By James

It’s hard to sum up the bad vibe without mentioning evidence-based policy – a phrase reverberating around the online echo-chamber when Professor David Nutt was sacked for stating that some drugs are more harmful than others.

OK, it was the second half of David Nutt’s message that probably got him sacked: some drugs are more harmful than others… and there is a disconnect between harmfulness and the severity in which the law dealt with individual substances.

Since then, evidence-based policy has become a watchword in Westminster circles.  Digital Opportunity a review of intellectual property in the digital era by Professor Ian Hargreaves  has a whole chapter dedicated to The Evidence Base.

A presentation by officials from the Intellectual Property Office (IPO) to the FAST Legal Advisory Group (FLAG) stated:

  • Evidence must drive policy
  • Development of the IP [Intellectual Property] system should be driven by objective evidence, not lobbying

But does a focus on a simple catchphrase have the potential to do more harm than good?

There’s no mention of quality of evidence, nor scientific rigour and scrutiny.  Evidence takes many forms, and some research groups charge £2,500 per copy for access to their reports.  It’s hard to have an open and public debate about the findings of any given report when such barriers to access exist.

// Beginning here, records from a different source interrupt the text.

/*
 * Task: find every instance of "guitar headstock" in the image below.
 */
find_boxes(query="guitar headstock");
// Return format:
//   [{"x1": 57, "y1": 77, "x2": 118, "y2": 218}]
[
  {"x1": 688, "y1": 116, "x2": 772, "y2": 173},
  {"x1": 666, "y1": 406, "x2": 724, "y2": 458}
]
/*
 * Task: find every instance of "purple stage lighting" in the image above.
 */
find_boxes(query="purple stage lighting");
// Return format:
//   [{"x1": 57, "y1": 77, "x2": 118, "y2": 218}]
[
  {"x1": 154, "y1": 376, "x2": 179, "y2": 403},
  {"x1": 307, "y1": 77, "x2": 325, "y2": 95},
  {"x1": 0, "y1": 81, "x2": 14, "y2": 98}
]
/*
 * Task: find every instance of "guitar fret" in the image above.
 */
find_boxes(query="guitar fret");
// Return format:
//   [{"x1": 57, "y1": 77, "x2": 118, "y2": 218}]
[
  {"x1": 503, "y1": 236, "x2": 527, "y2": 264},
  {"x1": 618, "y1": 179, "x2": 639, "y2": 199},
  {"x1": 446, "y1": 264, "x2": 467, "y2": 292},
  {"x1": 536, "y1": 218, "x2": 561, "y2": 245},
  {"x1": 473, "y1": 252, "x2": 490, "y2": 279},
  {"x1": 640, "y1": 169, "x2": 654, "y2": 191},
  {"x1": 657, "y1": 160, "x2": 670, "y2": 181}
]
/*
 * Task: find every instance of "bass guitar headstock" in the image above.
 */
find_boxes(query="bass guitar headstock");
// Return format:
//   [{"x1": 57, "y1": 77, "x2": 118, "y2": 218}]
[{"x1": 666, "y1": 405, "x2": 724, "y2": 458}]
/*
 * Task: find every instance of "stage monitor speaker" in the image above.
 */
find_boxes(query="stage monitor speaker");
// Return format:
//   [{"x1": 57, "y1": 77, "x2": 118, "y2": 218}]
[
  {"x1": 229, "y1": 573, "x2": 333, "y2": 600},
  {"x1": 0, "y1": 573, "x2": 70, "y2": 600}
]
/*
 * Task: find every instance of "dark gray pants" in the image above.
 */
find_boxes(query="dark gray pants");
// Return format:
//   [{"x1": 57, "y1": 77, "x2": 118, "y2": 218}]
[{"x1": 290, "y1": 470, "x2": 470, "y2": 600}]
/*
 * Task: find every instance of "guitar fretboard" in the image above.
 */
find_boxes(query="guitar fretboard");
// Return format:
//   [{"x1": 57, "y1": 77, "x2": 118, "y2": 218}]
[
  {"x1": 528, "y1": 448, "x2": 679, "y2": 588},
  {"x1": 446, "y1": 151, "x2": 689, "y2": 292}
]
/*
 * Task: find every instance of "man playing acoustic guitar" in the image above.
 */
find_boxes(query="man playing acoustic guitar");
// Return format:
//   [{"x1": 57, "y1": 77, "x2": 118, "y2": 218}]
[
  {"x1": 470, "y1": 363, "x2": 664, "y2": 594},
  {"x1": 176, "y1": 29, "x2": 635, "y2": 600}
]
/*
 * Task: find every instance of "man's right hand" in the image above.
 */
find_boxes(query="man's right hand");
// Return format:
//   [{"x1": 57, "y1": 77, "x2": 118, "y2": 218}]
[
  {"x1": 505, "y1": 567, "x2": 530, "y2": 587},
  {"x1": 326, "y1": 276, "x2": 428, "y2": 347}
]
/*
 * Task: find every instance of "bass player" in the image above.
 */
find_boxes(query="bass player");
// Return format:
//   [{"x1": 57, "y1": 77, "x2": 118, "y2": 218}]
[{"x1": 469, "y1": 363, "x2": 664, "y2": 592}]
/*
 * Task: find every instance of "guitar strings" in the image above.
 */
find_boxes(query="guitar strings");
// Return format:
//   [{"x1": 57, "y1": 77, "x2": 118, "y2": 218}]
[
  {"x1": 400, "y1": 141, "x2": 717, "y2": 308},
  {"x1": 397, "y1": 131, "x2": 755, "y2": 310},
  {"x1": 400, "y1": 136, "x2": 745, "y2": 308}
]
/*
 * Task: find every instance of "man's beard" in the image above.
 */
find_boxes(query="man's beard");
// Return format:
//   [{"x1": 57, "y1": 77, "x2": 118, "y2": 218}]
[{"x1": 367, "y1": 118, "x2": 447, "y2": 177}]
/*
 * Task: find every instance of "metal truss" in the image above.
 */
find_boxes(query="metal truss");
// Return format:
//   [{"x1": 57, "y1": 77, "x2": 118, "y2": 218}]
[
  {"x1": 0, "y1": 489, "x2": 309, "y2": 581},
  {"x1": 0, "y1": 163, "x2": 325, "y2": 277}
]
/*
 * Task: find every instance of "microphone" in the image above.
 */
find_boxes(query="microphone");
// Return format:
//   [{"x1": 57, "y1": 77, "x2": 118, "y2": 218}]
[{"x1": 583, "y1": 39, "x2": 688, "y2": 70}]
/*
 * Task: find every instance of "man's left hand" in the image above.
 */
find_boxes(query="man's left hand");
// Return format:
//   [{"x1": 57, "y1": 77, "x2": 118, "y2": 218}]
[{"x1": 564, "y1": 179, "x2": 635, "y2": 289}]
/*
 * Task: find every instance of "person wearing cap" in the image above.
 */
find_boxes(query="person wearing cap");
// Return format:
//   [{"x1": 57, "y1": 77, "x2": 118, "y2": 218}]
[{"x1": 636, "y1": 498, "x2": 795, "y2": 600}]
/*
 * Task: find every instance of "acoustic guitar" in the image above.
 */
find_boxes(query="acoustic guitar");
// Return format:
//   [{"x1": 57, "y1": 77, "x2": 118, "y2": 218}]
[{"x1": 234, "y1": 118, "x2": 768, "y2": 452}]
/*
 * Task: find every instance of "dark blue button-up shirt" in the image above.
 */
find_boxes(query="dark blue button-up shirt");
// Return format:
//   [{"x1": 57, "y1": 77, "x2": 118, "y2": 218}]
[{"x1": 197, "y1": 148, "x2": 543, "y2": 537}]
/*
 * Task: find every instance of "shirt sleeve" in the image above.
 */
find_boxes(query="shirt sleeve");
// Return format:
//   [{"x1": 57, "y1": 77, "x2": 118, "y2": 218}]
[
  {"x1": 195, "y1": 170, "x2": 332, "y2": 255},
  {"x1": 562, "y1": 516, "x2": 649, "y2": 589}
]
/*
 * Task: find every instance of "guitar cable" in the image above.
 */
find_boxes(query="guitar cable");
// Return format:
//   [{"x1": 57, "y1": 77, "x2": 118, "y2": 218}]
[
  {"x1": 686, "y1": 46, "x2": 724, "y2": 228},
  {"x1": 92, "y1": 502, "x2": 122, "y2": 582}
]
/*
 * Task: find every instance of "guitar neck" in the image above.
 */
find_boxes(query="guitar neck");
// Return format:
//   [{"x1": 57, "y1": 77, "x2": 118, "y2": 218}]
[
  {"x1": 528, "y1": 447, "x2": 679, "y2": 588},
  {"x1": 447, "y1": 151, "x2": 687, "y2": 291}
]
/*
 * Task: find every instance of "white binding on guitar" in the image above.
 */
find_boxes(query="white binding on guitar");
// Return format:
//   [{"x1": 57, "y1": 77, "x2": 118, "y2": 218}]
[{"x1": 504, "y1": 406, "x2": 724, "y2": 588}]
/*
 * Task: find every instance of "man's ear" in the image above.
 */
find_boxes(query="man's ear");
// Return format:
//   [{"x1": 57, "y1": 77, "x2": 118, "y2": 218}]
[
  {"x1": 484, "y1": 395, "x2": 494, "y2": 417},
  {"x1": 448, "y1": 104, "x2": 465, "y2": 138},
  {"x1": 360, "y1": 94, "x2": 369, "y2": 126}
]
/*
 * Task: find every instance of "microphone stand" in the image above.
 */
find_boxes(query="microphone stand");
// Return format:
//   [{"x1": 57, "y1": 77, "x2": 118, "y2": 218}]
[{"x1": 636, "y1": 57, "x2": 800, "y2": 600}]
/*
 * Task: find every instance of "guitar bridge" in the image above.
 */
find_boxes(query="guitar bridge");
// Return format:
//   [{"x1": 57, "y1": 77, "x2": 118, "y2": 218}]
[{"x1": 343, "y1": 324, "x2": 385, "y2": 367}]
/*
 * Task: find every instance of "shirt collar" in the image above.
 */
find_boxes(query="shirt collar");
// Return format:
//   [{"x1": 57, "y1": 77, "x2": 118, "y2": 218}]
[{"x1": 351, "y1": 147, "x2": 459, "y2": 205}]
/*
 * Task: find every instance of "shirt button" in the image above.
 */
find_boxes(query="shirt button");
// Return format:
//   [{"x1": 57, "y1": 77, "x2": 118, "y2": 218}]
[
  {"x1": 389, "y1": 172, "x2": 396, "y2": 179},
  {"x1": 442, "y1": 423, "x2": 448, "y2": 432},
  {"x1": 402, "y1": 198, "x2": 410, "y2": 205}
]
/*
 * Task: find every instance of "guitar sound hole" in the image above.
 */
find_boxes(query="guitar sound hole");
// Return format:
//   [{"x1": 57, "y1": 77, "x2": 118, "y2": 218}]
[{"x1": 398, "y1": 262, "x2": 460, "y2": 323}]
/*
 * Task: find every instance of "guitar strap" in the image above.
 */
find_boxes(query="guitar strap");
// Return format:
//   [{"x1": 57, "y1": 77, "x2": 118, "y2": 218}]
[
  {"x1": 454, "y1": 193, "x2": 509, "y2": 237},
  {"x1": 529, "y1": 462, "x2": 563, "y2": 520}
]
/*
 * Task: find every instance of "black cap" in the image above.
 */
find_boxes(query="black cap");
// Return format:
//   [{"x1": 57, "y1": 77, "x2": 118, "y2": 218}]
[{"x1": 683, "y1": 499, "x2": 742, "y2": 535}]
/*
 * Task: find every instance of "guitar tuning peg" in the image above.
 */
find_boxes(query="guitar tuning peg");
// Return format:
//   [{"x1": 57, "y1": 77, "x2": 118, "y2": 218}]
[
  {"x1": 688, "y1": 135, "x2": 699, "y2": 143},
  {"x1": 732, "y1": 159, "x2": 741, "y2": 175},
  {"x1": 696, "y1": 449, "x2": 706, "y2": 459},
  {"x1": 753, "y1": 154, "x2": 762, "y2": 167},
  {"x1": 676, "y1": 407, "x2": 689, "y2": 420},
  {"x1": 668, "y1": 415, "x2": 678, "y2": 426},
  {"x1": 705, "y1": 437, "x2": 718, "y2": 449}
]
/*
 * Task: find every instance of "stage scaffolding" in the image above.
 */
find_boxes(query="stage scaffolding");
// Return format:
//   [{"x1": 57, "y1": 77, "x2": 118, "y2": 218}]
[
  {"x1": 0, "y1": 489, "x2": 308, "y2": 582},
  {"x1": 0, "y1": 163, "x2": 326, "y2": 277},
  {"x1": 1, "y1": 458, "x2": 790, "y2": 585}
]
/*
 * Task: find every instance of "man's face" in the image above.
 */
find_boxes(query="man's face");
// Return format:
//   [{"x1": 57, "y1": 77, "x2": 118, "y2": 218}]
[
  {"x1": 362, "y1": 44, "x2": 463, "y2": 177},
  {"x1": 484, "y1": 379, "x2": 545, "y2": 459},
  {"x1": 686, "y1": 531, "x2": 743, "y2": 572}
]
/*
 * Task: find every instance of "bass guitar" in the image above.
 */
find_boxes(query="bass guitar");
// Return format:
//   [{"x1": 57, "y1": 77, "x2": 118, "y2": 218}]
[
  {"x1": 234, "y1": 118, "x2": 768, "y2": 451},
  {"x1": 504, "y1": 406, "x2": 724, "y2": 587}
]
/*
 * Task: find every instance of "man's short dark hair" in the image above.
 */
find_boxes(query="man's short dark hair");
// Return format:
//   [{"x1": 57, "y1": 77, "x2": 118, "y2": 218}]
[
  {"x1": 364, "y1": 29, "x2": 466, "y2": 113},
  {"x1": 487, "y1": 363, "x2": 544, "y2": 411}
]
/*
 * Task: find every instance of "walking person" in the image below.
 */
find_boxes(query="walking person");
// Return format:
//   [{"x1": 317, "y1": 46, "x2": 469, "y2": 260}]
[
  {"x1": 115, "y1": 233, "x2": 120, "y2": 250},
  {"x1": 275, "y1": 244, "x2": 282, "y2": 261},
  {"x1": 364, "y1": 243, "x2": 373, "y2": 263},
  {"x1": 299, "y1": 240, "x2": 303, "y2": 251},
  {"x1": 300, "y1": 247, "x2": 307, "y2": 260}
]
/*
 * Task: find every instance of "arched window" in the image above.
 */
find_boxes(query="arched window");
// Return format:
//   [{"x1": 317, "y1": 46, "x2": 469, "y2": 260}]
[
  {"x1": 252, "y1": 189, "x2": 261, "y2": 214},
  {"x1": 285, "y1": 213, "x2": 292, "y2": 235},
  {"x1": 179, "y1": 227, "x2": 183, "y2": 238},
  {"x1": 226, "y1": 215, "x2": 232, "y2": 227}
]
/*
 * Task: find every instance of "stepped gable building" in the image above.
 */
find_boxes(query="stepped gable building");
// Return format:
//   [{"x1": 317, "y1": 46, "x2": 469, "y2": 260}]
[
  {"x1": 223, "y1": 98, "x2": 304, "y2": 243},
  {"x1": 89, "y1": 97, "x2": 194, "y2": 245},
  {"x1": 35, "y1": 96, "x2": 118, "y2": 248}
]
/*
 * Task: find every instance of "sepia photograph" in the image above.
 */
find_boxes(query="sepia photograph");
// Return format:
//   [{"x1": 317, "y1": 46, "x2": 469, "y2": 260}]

I’m passionate about government transparency. I believe not only does the public have a right to see how policy is developed, but also that public participation in the legislative process leads to better legislation.

So it irks me when vested interests tout “evidence” backing their calls for legislation. Evidence that is not freely available for scrutiny.  Evidence that allows government policy makers to tick the evidence-based box.

An example is music industry lobbyists, who have made numerous claims as to the impact of online piracy on music sales whilst pushing for stricter laws to protect digital content.   Over time, many of these claims have been rebutted by recognised institutions like the London School of Economics.

Evidence is good – but the issues under discussion are complex, and good quality robust evidence doesn’t come cheap.

How can such research be funded, remain impartial and be freely available for public scrutiny?

Until we’ve solved the funding conundrum I fear that a drive for evidence-based policy will merely lead to industry-backed lobbyists being replaced by industry-backed research “institutions” concocting the “evidence” their paymasters demand.

Importantly, this has an unintended side-effect of making it harder for public pressure groups and citizen lobbyists to counter claims made by industry groups with vested interests; in that, the best way to counter Bad Science is with better science, and who’s going to pay for that?!